The above shows that for each tool, higher confidences do not really bring higher accuracy. 

In [None]:
vote_analysis = dataset['vote'].value_counts()
print(vote_analysis)

In [None]:
# value counts above 50
sel = list(dataset['id'].value_counts()[dataset['id'].value_counts() > 50].index)
sel_dataset = dataset[dataset['id'].isin(sel)]
sel_dataset['id'].nunique()

In [None]:
tools_per_id = sel_dataset.groupby('id')['tool'].nunique()

tools_per_id = tools_per_id.value_counts().sort_index()


fig, ax = plt.subplots()
ax.bar(tools_per_id.index, tools_per_id.values)
ax.set_ylabel('Number of IDs')
ax.set_xlabel('Number of Tools')

for i, v in enumerate(tools_per_id.values):
    ax.text(i+1, v, str(v), ha='center')

plt.title('Number of Tools per ID. Total IDs: ' + str(sel_dataset['id'].nunique()))

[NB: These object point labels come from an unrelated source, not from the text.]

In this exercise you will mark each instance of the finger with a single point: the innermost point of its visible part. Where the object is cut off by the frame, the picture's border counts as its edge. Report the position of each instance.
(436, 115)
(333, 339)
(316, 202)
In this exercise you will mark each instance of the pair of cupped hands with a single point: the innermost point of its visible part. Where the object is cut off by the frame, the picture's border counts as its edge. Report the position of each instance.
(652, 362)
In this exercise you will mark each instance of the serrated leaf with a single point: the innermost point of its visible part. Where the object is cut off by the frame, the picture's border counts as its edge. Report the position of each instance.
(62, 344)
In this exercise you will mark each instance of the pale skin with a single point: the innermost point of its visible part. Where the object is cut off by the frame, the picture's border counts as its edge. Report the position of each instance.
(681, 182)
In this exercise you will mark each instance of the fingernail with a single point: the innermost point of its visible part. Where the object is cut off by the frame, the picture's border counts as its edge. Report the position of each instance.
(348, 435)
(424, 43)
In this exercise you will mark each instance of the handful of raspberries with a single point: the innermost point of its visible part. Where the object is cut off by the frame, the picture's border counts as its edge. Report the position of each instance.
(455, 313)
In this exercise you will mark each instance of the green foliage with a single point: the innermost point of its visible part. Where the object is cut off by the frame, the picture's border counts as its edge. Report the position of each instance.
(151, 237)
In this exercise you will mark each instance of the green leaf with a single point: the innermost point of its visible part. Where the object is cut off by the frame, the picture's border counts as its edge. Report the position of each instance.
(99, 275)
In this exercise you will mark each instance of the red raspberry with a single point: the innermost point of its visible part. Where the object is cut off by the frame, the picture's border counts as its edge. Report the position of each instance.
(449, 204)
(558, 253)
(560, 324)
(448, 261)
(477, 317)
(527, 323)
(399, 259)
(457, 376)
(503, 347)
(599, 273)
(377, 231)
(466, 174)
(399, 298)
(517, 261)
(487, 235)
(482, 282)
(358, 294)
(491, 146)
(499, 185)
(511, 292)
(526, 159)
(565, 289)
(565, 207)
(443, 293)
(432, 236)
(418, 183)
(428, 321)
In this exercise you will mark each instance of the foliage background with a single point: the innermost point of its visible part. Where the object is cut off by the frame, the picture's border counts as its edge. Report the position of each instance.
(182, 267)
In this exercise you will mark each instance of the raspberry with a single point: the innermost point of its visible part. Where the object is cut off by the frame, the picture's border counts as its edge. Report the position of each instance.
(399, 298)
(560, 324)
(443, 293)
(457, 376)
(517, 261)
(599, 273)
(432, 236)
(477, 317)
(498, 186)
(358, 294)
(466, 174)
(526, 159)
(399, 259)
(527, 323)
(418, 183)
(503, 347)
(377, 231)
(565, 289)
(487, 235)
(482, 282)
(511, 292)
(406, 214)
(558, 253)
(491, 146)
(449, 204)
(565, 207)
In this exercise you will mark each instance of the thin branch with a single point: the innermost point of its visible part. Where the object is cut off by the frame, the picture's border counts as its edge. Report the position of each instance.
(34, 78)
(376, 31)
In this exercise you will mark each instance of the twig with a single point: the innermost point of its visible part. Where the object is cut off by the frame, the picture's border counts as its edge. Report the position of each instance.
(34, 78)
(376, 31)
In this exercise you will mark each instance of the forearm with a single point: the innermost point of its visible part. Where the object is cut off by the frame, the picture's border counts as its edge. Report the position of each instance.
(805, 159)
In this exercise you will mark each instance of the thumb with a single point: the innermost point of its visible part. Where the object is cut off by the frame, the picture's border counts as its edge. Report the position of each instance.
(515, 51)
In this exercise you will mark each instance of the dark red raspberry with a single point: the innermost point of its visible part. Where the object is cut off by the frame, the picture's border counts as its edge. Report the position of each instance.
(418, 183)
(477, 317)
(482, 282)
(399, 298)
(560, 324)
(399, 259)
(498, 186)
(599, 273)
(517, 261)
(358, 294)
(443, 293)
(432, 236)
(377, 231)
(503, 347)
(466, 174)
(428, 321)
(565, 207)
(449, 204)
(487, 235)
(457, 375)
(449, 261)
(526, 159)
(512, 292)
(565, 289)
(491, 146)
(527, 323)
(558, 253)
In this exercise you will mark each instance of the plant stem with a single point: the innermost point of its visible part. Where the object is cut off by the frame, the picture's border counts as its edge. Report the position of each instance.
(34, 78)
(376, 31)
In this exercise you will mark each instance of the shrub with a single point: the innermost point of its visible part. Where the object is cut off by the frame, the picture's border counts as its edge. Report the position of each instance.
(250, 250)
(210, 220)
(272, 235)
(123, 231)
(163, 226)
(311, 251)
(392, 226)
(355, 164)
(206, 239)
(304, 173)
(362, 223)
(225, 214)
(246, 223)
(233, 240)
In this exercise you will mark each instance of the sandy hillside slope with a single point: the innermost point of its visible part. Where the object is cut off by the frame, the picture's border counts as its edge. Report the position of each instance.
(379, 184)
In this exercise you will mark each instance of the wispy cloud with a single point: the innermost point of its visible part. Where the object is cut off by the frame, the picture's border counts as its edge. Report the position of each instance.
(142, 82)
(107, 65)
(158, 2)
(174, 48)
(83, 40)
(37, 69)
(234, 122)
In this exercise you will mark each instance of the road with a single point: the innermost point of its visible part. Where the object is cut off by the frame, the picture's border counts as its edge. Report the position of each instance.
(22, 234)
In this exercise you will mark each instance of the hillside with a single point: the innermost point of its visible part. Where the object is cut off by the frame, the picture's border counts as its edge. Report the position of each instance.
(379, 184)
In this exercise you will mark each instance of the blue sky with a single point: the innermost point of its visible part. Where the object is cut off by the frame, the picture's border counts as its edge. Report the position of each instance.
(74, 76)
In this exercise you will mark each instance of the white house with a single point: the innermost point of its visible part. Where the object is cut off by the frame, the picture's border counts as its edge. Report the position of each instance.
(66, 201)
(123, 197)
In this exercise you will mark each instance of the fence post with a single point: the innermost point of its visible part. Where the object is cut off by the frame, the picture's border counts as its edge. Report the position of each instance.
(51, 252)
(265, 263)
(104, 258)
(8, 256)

The above chart shows for each id/title what is the diversity of the tools used. Mostly, 1 or 2 is used.


In [None]:
dataset[['id', 'currentAnswer']].drop_duplicates()['currentAnswer'].value_counts()

In [None]:
vote_counts_per_id = dataset.groupby('id')['vote'].value_counts().unstack(fill_value=0)
vote_counts_per_id['yes_no_ratio'] = vote_counts_per_id['Yes'] / (vote_counts_per_id['No'] +1)

In [None]:
vote_counts_per_id['yes_perc'] = vote_counts_per_id['Yes']/(vote_counts_per_id['Yes'] + vote_counts_per_id['No'])
vote_counts_per_id['no_perc'] = vote_counts_per_id['No']/(vote_counts_per_id['Yes'] + vote_counts_per_id['No'])

In [None]:
vote_counts_per_id['yes_perc'].min(), vote_counts_per_id['yes_perc'].max(), vote_counts_per_id['yes_perc'].mean(), vote_counts_per_id['yes_perc'].median()

In [None]:
vote_counts_per_id['no_perc'].min(), vote_counts_per_id['no_perc'].max(), vote_counts_per_id['no_perc'].mean(), vote_counts_per_id['no_perc'].median()

In [None]:
dataset.groupby('id')['prompt_request'].nunique().value_counts().plot(kind='bar', title='Number of prompts per ID', ylabel='Number of IDs', xlabel='Number of prompts')

The above chart shows for each id/title what is the diversity of the prompt coming from the trader. It seems that the default prompt is rarely changed.